City officials said they're wrapping up work on residential roads for the season this month, and both they and residents are pleased with the progress.

Toledo city officials said they're wrapping up work on residential roads for the season this month. 

The city's Department of Public Utilities deputy director Doug Stephens said their office admits that there have been some bumps with getting residential roadwork underway in the past. 

But now the mayor's office said they're happy with how the roadwork is coming along, and residents of newly improved streets are happy, too.

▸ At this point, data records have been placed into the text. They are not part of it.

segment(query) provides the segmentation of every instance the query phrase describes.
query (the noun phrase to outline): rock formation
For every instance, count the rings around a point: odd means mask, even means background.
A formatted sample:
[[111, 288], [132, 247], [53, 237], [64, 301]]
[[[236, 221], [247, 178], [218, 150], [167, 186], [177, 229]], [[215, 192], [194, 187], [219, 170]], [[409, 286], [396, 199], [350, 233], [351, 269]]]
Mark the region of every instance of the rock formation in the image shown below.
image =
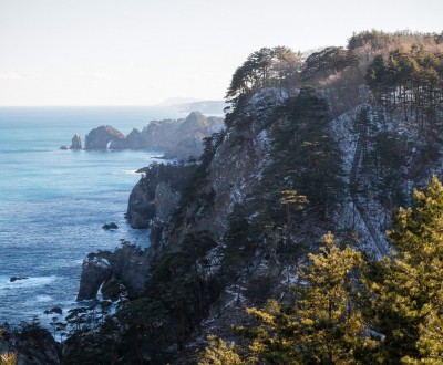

Thomas Nowacki thought he'd never see the day Berwick Avenue would be repaved, and he's lived there for almost 40 years and has never seen it done.

"Just over 39 years. This is the first time it's been paved in those 39 years," Nowacki explained. 

His neighbor, Douglas McMullen, has lived across the street for 21 years and said this was a long time coming; the potholes and sink holes were everywhere.

"My wife drove into a sink hole on our street. Just a lot of really bad things," McMullen said. He'd been putting out the call for street repairs for years. 

Nowacki said every four months or so, a new pot hole would show up. The two said Berwick felt as though they were the street that's always forgotten about. 

"I did not ever think this road was going to get paved again," Nowacki added. 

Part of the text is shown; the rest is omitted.